BIG MISTAKE BY DOZY DON!!!!! SPACE COMMAND BELONGS IN SAN FRANCISCO, NOT ALABAMA (A TOTAL DISASTER OF A STATE). EVERYONE KNOWS SAN FRANCISCO IS THE FUTURE HOME OF “STAR FLEET ACADEMY” (“LIVE LONG AND PROSPER”). THAT’S BECAUSE CALIFORNIA IS #1 FOR AEROSPACE, #1 FOR TECHNOLOGY, #1…
— Governor Newsom Press Office (@GovPressOffice) September 2, 2025
[NOTE: In recent reporting about the Trump administration’s assertion that it will send National Guard troops into Chicago, Judd Legum at ‘Popular Information‘ addresses a common misperception about crime vis-a-vis Republican versus Democratic leadership.

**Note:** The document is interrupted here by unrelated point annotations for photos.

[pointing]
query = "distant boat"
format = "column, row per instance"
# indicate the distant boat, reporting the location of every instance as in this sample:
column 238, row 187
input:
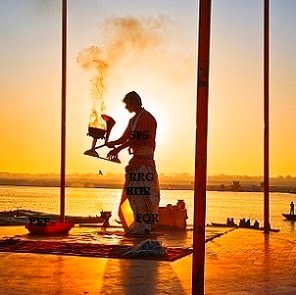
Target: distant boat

Despite President Trump’s declarations — Trump called Chicago “the worst and most dangerous city in the world” — Legum writes that “in reality, Chicago has a lower violent crime rate than dozens of major American cities. In 2024, according to FBI data, Chicago had 540 violent crime incidents per 100,000 people. This rate ranked Chicago 55th among American cities with a population of 250,000 or more. Major cities in red states had significantly higher rates of violent crime per 100,000 people, including Memphis (2,501), Kansas City (1,547), Tulsa (942), and Louisville (707). Trump never mentions these cities when railing against urban crime.”]
Newsom joins the entire congressional delegation from Colorado — Republicans and Democrats — in criticizing Trump’s choice of Alabama for Space Command, aligning the satirical California Governor with such MAGA adherents as Rep. Lauren Boebert (R-CO) whose objections are expressed more soberly.
Entire Colorado Delegation Statement on Space Command Relocation pic.twitter.com/Xhnu9qnP8t
— Senator John Hickenlooper (@SenatorHick) September 2, 2025
Warning in 2023 that moving Space Command meant “1,600 jobs and hundreds of millions of dollars were at risk,” Boebert committed the rare act of praising the Biden administration at the time for its decision to keep U.S. Space Command in Colorado.